Why is there not a line between Chief Wahoo's top and bottom teeth? He is a caricature and caricatures do not need to open their mouths; but Chief Wahoo is speaking and subsisting on something. What does Chief Wahoo eat, how do sounds escape from him?
Cleveland's 22-game streak only resonated once it was long and taut. For most of the run, supremacy was unchallenged, unconsidered. The other teams were ghosts, and conquering ghosts is easy if you don't believe in them.
Francisco Lindor, Jose Ramirez, and Corey Kluber wear Chief Wahoo. Does this mean we can't enjoy them?
The spade-work of turning Chief Wahoo into a hill-for-dying-on is not especially rewarding, no matter what you want your hill-death to signify. Beefing over Wahoo is worrying about a broken taillight when your car is actually just an old cardboard box. Your car does not need that turn signal. Yelling about Chief Wahoo mostly serves to make those who detest Wahoo feel good, and those who love Wahoo feel justified. Arguing with bad uncles is not going to fix them, or us.

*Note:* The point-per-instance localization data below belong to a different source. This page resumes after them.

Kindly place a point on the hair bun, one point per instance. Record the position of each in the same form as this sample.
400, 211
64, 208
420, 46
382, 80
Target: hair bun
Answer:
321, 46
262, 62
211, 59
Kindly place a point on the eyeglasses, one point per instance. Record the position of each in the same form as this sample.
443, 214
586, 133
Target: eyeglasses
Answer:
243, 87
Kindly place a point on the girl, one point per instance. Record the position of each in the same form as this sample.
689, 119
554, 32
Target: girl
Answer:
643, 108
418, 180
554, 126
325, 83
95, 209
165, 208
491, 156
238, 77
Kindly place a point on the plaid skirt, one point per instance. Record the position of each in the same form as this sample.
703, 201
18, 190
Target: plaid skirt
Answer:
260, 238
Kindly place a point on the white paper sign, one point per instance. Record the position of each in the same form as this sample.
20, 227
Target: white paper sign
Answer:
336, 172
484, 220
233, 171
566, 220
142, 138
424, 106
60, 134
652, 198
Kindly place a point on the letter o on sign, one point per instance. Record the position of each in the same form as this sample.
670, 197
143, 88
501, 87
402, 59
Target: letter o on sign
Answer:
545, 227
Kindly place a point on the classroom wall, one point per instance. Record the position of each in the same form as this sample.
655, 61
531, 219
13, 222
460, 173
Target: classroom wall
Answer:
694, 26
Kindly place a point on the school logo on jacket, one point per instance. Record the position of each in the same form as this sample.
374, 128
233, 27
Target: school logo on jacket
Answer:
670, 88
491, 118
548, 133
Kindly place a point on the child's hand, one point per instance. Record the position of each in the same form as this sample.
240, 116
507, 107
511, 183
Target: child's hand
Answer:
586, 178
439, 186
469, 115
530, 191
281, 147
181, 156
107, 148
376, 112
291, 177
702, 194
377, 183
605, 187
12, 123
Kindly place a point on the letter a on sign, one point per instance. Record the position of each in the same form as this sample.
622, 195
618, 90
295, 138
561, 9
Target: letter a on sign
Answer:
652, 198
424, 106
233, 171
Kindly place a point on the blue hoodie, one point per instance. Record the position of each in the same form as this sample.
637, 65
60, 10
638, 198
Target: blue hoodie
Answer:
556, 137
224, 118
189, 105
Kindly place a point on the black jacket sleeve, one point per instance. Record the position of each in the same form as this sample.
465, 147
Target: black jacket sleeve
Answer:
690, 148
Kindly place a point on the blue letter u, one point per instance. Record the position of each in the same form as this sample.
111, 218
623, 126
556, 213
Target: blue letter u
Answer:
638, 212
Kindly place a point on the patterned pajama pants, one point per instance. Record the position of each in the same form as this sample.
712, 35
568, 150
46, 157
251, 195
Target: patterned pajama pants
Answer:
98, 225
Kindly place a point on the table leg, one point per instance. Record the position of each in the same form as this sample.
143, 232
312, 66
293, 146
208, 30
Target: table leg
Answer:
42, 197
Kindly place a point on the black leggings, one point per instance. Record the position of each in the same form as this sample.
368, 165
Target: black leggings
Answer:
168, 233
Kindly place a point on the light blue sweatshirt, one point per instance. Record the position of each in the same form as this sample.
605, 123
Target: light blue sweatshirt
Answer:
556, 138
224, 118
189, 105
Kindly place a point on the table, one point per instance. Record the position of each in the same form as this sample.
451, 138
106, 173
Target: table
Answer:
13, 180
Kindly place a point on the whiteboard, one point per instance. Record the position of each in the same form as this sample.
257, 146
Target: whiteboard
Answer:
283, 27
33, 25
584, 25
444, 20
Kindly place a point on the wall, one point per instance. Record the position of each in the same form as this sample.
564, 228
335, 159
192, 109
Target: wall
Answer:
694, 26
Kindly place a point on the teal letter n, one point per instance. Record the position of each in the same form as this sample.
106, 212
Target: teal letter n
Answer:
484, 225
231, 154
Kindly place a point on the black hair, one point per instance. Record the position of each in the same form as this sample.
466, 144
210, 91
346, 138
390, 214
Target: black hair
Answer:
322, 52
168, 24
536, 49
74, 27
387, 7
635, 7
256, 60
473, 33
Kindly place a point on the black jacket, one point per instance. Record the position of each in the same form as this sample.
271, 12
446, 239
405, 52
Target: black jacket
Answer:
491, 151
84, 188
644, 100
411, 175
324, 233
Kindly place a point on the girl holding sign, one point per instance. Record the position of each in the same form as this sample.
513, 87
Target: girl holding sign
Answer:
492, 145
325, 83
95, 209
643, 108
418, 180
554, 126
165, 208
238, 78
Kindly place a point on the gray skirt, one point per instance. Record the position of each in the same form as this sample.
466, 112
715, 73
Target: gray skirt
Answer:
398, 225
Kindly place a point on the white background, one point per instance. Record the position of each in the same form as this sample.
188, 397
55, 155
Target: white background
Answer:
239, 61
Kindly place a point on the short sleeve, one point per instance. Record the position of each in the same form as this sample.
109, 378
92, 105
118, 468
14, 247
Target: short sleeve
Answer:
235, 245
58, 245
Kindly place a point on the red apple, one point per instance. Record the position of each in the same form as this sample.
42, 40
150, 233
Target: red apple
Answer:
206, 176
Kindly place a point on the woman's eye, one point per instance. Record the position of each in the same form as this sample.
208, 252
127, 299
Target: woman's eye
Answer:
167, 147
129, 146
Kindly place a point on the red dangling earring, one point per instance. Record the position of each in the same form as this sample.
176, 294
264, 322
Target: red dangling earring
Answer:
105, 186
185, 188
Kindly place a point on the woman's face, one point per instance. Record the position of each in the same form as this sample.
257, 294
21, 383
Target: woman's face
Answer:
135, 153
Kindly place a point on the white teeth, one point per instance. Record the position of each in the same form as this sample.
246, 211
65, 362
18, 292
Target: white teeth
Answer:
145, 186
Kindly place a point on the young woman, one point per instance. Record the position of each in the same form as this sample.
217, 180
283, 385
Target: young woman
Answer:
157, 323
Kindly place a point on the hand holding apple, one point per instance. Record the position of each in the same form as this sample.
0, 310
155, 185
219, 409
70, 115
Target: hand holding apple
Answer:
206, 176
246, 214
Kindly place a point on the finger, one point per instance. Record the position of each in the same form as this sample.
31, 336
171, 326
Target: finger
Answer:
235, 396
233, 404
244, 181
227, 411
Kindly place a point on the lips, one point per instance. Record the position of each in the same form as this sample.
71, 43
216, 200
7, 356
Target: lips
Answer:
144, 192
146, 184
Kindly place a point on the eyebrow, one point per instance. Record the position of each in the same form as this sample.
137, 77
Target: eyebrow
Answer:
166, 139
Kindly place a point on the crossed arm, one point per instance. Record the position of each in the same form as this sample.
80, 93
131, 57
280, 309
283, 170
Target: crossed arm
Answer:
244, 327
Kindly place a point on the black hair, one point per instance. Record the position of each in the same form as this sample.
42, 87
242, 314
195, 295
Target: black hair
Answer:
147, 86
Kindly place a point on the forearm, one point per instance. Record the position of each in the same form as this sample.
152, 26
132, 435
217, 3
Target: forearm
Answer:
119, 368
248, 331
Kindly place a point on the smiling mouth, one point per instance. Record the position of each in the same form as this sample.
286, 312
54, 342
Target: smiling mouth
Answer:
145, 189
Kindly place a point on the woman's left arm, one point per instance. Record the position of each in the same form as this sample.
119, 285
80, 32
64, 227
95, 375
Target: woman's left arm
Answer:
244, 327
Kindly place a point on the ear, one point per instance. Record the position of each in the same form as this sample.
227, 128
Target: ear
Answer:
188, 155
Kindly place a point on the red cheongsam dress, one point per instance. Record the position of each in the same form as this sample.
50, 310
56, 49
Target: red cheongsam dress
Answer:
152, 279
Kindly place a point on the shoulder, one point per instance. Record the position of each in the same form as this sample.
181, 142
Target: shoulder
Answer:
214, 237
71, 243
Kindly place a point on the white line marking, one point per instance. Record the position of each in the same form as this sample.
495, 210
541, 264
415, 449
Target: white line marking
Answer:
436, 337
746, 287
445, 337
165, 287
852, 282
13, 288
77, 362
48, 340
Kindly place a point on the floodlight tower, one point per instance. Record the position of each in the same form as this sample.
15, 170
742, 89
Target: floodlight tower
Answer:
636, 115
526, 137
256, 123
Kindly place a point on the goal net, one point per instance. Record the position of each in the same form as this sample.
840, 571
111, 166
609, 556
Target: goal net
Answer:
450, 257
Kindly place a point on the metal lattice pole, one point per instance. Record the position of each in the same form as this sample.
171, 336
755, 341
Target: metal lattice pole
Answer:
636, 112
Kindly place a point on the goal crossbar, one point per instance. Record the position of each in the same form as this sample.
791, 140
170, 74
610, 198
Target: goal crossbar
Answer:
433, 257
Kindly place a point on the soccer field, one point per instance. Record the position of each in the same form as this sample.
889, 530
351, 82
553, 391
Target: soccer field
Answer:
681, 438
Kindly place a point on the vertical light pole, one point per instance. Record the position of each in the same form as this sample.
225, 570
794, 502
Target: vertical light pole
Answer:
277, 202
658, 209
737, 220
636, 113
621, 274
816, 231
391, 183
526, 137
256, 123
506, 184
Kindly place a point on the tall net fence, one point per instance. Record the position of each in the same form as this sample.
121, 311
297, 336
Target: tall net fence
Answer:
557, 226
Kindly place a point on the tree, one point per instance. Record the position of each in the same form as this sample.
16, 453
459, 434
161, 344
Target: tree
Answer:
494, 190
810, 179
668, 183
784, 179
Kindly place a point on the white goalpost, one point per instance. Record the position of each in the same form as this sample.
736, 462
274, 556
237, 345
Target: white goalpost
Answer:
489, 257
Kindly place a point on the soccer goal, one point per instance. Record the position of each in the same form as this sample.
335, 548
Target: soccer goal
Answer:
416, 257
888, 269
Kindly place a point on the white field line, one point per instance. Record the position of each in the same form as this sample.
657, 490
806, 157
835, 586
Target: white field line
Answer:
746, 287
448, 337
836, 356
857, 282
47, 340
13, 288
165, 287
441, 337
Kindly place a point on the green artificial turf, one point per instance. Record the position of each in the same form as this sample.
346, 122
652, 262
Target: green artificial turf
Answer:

Towards a theory of bad uncles: Being a bad uncle means talking more than you listen. Bad uncles believe that because there have been lousy aspects of the world, there should always be lousy aspects of the world. Bad uncles are Archie Bunkers without laugh tracks, without jokes at all. Like all bad uncles, Chief Wahoo has a big mouth and tiny ears. Who else is a bad uncle?
Famous bad uncles: Creon from Antigone, Vernon Dursley from Harry Potter, Richard III, Scar from The Lion King. One of the problems is that we can't just tell a bad uncle that he is no longer invited to family dinner. All of us are bad uncles, in our way. We can't disown ourselves; that would be a cop-out. Retiring Wahoo won't erase him.
Counter-argument: If you don't like Chief Wahoo, why don't you change the channel?
Counter-counter-argument: Chief Wahoo, or something like him, is on every channel.
Chief Wahoo is sports. Sports have the power to make us better and worse, because sports are made of us. The reflection that sports sends back is oddly flattened and stretched out, but it's still us. So should we get rid of sports?
Cleveland fans aren't any more or any less racist than any other random sampling of sports consumers. They are stuck in a trap: A symbol of their affinities, their memories, their home also happens to be a rancid icon of intolerance.
When you make corporately owned entertainment (like a baseball team) a stakeholder in your heart, you open yourself up to some weird situations. There is a passive evil in fandom. This is the risk we run by letting our consumption define our character. But we're fans. Is Wahoo our fault?
Imagine the end of Chief Wahoo. There would be months of churlish resentment on AM radio, oaths to never root for the team again. President Worst Uncle might tweet his disapproval of the move. There would be years of backwash—mountains of cheap souvenir Wahoos, their smiles not dimmed a single watt by retirement. There are t-shirts, tattoos, flags, 70 years of highlights. The entire movie Major League. Millions of memories.
Chief Wahoo can't die. But what if we buried him anyway?